Qin Ken, Chen Chen, Pu Xianjie, Tang Qian, He Wencong, Liu Yike, Zeng Qixuan, Liu Guanlin, Guo Hengyu, Hu Chenguo
Department of Applied Physics, State Key Laboratory of Power Transmission Equipment & System Security and New Technology, Chongqing Key Laboratory of Soft Condensed Matter Physics and Smart Materials, Chongqing University, Chongqing, 400044, People's Republic of China.
Center On Nanoenergy Research, School of Physical Science and Technology, Guangxi University, Nanning, Guangxi, 530004, People's Republic of China.
Nanomicro Lett. 2021 Jan 5;13(1):51. doi: 10.1007/s40820-020-00575-2.
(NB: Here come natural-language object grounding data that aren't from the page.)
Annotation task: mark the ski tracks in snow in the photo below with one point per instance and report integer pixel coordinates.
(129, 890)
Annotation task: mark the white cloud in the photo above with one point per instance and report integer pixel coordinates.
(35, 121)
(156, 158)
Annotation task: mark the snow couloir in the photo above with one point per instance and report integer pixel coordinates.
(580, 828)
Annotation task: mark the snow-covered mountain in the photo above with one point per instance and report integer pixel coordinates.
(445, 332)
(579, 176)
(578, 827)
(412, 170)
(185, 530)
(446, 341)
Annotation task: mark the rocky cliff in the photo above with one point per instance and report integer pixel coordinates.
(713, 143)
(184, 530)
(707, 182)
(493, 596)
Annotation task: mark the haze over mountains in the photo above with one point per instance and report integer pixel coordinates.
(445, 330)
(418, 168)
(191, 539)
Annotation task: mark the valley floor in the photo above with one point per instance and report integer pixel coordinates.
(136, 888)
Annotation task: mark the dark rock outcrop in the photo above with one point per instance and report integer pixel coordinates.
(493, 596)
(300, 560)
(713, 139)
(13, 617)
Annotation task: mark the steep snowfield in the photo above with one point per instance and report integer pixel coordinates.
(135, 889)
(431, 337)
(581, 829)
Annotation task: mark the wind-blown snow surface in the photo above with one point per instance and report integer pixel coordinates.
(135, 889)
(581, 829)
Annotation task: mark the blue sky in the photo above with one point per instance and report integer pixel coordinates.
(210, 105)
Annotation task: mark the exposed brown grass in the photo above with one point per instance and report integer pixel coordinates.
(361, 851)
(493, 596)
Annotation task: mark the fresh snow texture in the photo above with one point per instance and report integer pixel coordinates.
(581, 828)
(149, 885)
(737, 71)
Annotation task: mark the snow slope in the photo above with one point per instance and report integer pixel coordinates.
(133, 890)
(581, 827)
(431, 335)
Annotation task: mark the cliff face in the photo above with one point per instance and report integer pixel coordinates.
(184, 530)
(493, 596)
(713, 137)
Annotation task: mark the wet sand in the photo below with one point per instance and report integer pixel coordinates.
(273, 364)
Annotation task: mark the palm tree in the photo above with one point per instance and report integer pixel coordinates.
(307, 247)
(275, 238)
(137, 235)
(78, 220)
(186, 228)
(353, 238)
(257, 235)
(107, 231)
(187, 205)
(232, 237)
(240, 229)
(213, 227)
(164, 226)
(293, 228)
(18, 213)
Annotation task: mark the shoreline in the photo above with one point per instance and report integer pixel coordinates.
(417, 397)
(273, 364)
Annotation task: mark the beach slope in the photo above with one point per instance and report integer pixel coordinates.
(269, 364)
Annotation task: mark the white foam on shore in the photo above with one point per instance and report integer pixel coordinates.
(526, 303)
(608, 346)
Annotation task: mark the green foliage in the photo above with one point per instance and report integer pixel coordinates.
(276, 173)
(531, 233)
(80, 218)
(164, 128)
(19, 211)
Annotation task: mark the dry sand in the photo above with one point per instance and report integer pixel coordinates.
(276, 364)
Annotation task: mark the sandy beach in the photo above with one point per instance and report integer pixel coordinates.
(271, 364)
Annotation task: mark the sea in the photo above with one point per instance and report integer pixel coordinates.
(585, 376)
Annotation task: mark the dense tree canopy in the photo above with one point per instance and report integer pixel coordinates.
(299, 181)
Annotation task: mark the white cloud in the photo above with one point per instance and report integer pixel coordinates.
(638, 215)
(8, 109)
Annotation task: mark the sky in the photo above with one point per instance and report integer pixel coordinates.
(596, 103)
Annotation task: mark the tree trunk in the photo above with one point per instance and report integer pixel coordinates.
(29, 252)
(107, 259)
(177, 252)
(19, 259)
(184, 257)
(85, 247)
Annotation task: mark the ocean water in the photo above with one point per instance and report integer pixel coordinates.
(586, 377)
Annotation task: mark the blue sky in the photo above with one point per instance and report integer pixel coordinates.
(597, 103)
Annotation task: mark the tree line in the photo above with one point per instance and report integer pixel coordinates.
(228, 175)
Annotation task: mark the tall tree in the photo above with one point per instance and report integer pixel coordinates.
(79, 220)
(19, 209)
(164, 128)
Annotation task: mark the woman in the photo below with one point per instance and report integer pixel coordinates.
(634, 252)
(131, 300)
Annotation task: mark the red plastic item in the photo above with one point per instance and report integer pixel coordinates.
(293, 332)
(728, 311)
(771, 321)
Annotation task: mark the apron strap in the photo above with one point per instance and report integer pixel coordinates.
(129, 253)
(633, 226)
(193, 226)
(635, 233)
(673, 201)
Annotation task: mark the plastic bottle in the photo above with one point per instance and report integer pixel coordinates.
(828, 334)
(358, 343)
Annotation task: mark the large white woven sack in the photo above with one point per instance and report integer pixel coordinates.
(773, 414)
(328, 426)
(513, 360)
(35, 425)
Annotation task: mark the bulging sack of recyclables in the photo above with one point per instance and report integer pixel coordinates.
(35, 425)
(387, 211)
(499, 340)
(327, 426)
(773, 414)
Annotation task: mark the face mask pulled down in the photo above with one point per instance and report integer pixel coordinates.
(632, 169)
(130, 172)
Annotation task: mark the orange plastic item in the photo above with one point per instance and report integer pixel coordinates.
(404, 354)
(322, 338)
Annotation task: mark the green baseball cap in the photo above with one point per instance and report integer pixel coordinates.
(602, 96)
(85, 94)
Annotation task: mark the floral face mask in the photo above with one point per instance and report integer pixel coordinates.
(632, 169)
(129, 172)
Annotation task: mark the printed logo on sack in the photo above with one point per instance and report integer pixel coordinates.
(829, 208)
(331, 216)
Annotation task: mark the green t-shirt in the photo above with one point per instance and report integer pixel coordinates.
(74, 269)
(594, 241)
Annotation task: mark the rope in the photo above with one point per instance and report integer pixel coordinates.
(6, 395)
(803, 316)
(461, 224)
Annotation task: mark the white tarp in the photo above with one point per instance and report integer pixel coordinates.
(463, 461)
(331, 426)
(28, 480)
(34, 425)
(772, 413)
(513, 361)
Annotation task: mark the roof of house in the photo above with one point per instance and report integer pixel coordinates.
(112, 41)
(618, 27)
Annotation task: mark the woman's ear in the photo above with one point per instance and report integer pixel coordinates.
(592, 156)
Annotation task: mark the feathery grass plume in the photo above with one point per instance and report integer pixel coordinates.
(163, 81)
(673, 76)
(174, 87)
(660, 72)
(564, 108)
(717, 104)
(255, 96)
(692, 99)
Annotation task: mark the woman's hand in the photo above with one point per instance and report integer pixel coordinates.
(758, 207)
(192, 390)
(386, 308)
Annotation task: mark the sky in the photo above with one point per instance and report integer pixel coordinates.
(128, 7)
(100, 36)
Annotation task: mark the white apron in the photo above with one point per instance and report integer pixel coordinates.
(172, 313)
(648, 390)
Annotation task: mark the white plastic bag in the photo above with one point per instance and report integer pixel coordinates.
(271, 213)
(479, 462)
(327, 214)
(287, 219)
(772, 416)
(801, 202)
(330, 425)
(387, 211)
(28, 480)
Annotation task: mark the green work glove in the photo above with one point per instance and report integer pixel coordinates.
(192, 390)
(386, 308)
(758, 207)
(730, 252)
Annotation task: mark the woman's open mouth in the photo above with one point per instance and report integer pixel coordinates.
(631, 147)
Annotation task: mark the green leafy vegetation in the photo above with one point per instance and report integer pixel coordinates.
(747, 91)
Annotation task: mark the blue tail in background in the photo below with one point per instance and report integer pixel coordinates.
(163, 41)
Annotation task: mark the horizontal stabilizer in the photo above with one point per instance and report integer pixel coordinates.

In human-machine interaction, robotic hands are useful in many scenarios. To operate robotic hands via gestures instead of handles will greatly improve the convenience and intuition of human-machine interaction. Here, we present a magnetic array assisted sliding triboelectric sensor for achieving a real-time gesture interaction between a human hand and robotic hand. With a finger's traction movement of flexion or extension, the sensor can induce positive/negative pulse signals. Through counting the pulses in unit time, the degree, speed, and direction of finger motion can be judged in real-time. The magnetic array plays an important role in generating the quantifiable pulses. The designed two parts of magnetic array can transform sliding motion into contact-separation and constrain the sliding pathway, respectively, thus improve the durability, low speed signal amplitude, and stability of the system. This direct quantization approach and optimization of wearable gesture sensor provide a new strategy for achieving a natural, intuitive, and real-time human-robotic interaction.
在人机交互中,机器人手在许多场景中都很有用。通过手势而非手柄来操作机器人手将极大地提高人机交互的便利性和直观性。在此,我们展示了一种磁阵列辅助滑动摩擦电传感器,用于实现人手与机器人手之间的实时手势交互。随着手指进行屈伸的牵引运动,该传感器能够感应出正/负脉冲信号。通过计算单位时间内的脉冲数,可以实时判断手指运动的程度、速度和方向。磁阵列在产生可量化脉冲方面起着重要作用。所设计的两部分磁阵列可分别将滑动运动转化为接触-分离并限制滑动路径,从而提高系统的耐用性、低速信号幅度和稳定性。这种直接量化方法以及可穿戴手势传感器的优化为实现自然、直观和实时的人机交互提供了一种新策略。